The true answer for a countable word processor file assumes I can do X words per day with a probability P of mine being the best bid. If X is over 3000 words and P exceeds 0.5 (even money), the job is worth bidding on even if a middleman is involved.  To know these things I have to see the material, but trappers who want translators at a disadvantage seek to exploit an information asymmetry.

First we have the “standard of value” approach, which takes “what is my rate” and adds “compared to what I normally do.” I normally do oil and mining contracts and bidding documents and agribusiness reports. So if a middleman wants an unseen something that’s different I can answer “twenty percent over the standard market rate for an oil RFP.” THEY have to either know that the market rate is–that’s the middleman’s job–or produce the document. Either way, no time is wasted. No middleman can hire you for stuff you’re not good at and then sell it at a profit. This goes back to the probability of a sale. If that is a bad bet, then why bother bidding?

The “just sign here and we’ll get started” approach is also easy to dribble. People send me all kinds of unenforceable, unsigned drivel.
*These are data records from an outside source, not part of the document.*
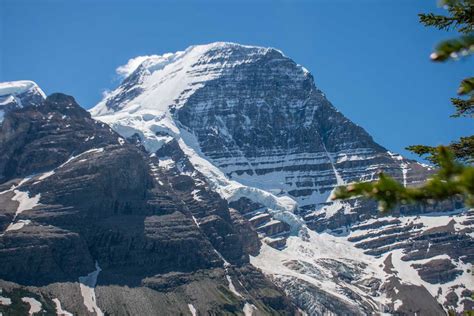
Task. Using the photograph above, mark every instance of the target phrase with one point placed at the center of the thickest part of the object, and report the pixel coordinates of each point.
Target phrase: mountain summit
(202, 185)
(253, 122)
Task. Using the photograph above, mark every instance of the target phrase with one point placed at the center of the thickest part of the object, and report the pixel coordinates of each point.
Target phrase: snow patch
(19, 87)
(25, 201)
(18, 225)
(192, 309)
(5, 301)
(232, 287)
(59, 310)
(35, 306)
(249, 309)
(87, 285)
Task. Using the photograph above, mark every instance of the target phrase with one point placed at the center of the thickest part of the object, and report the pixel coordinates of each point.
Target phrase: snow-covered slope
(267, 140)
(16, 93)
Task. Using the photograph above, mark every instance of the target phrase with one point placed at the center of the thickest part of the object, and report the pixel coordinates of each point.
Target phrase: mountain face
(209, 194)
(93, 225)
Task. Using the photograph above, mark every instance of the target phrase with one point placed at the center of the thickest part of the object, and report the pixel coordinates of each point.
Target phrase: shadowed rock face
(73, 193)
(264, 136)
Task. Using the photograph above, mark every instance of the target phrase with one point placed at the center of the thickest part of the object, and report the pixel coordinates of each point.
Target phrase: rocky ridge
(93, 224)
(253, 123)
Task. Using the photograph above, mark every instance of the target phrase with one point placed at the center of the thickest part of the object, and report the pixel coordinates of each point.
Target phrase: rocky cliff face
(210, 194)
(93, 224)
(255, 126)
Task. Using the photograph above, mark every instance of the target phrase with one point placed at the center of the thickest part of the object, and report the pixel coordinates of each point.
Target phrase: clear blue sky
(370, 57)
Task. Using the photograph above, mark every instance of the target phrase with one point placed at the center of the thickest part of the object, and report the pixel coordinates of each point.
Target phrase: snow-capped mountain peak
(15, 94)
(157, 82)
(266, 139)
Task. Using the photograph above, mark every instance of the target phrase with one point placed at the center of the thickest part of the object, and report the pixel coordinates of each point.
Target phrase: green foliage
(461, 16)
(464, 108)
(455, 176)
(452, 179)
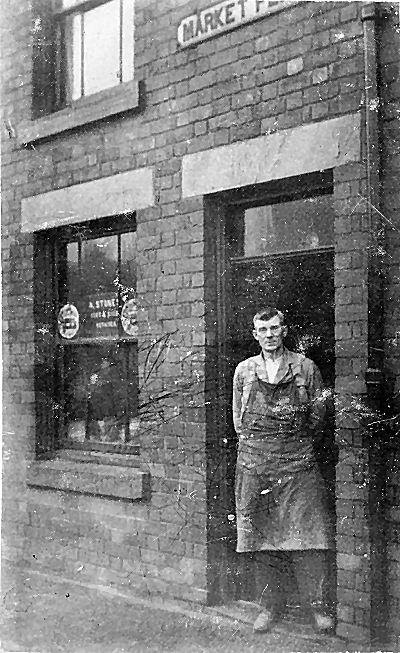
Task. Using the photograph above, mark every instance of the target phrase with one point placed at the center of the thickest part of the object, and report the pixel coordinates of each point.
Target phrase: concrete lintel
(286, 153)
(114, 195)
(88, 478)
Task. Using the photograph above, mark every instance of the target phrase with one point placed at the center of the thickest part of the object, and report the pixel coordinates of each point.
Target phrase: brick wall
(297, 66)
(390, 135)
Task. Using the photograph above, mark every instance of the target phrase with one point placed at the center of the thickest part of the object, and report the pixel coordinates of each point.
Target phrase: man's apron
(280, 494)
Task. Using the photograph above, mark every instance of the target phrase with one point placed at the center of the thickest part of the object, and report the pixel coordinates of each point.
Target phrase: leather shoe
(323, 623)
(264, 621)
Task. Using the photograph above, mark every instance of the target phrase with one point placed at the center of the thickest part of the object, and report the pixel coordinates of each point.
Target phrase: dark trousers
(310, 569)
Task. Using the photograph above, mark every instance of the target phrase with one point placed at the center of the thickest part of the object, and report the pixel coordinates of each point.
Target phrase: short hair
(267, 313)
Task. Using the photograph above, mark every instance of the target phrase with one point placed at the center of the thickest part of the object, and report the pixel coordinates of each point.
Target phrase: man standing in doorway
(278, 408)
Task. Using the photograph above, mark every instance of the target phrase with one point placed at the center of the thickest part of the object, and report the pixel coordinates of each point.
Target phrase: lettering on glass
(223, 17)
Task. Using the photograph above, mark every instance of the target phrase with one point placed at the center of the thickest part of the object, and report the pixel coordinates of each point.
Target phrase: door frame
(217, 273)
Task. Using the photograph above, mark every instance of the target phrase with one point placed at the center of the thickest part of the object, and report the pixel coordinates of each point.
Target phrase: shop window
(91, 307)
(294, 226)
(81, 47)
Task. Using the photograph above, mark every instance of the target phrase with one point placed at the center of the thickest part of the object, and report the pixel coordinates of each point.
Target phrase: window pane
(288, 226)
(128, 284)
(97, 383)
(127, 39)
(98, 296)
(102, 47)
(73, 47)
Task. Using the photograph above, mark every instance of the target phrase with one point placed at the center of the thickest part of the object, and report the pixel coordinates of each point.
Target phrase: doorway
(279, 251)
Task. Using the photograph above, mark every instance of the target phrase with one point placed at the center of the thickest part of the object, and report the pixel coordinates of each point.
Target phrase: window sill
(94, 475)
(99, 106)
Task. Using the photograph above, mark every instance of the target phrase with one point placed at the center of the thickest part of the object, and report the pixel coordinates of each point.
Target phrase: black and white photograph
(200, 241)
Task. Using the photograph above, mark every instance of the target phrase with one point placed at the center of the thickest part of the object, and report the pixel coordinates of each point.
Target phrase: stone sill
(115, 481)
(95, 107)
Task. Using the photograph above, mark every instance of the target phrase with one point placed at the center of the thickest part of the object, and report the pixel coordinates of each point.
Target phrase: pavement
(47, 614)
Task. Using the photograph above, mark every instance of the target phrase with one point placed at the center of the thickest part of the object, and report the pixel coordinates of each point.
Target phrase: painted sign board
(223, 17)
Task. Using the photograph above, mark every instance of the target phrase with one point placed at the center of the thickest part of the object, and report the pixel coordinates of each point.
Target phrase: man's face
(270, 333)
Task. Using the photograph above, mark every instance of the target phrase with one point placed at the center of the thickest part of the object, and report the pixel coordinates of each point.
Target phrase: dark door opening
(280, 254)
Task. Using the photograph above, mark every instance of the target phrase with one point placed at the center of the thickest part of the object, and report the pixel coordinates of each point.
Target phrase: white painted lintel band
(286, 153)
(122, 193)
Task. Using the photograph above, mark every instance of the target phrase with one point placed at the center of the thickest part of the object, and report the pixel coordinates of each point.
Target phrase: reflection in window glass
(289, 226)
(101, 47)
(73, 47)
(101, 393)
(98, 345)
(100, 264)
(128, 261)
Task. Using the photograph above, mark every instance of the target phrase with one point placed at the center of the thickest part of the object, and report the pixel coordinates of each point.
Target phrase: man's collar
(287, 367)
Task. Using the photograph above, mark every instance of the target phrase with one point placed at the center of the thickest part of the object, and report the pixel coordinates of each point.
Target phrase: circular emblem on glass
(129, 317)
(68, 321)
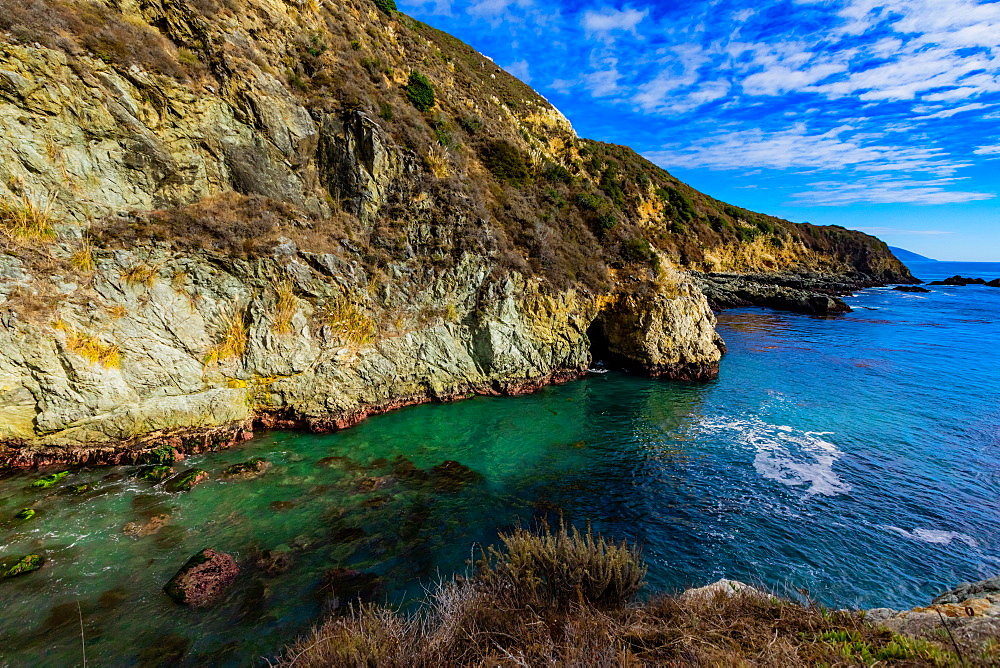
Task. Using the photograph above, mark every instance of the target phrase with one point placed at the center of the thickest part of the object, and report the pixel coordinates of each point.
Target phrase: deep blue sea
(854, 460)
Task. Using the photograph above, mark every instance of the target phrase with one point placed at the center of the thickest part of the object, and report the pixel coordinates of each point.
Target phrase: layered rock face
(216, 217)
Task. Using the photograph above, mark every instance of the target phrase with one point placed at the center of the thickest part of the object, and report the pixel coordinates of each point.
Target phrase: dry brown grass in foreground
(562, 599)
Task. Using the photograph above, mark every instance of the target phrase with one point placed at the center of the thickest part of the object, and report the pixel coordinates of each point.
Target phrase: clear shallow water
(856, 458)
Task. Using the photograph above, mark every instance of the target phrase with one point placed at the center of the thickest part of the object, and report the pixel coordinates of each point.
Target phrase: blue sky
(883, 117)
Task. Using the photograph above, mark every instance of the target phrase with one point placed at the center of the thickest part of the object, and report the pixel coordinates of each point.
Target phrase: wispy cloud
(898, 230)
(882, 190)
(799, 149)
(607, 21)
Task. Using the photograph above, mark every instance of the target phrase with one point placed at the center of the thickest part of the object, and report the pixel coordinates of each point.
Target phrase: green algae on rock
(20, 566)
(185, 481)
(246, 470)
(49, 480)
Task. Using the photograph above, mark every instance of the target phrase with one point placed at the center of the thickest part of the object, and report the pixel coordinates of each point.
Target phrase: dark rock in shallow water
(348, 534)
(246, 470)
(959, 280)
(155, 473)
(49, 480)
(404, 469)
(989, 589)
(811, 294)
(343, 585)
(166, 651)
(12, 567)
(139, 530)
(185, 481)
(451, 476)
(203, 579)
(273, 562)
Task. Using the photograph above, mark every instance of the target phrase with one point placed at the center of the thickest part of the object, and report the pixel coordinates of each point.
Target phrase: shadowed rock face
(230, 248)
(204, 579)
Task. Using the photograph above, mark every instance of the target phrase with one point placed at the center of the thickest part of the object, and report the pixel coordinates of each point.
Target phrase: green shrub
(419, 91)
(506, 163)
(606, 221)
(555, 172)
(589, 201)
(639, 250)
(471, 124)
(560, 569)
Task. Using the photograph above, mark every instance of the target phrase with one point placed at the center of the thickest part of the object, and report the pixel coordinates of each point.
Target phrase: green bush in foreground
(562, 598)
(419, 91)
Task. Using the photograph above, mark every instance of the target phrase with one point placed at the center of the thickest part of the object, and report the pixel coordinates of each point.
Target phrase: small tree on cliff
(419, 91)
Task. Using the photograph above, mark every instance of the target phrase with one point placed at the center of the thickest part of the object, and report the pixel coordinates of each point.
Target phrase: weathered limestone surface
(190, 349)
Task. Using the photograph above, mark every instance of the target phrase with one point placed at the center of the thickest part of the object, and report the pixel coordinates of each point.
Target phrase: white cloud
(606, 21)
(796, 148)
(520, 69)
(948, 113)
(886, 190)
(603, 83)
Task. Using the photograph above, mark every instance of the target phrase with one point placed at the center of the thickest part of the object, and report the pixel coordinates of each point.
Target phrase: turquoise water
(856, 459)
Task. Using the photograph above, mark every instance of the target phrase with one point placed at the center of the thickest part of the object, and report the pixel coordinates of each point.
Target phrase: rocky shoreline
(810, 293)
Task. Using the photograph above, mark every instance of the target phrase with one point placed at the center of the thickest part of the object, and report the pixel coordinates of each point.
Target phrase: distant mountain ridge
(905, 255)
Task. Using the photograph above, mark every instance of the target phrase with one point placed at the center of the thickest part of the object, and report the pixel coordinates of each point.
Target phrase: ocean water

The unsigned stuff goes in the trash. Until a document gets two signatures on it it is worthless. Getting only you to sign something makes it not binding on them. But they can sign at a later date to make it binding on you if convenient.  Much of what I see looks like it ought to be illegal under antitrust laws. Criticizing is a waste of time, so I routinely send them my signed NDA which they can return with their signature (which makes two), along with the document needing a bid.

As a construction contractor I developed bidding spreadsheets. Anonymous contractors kept calling for guesstimates and never hired me. It dawned on me that I was doing their work for free, so I started asking for the job address. Those WIYR calls ceased immediately, freeing my time to deal with real clients. The lesson applies to translation. Fully half the calls from “Fred” or “Ana” are calls from wannabee translators pretending to be agencies so they can learn what the market will bear.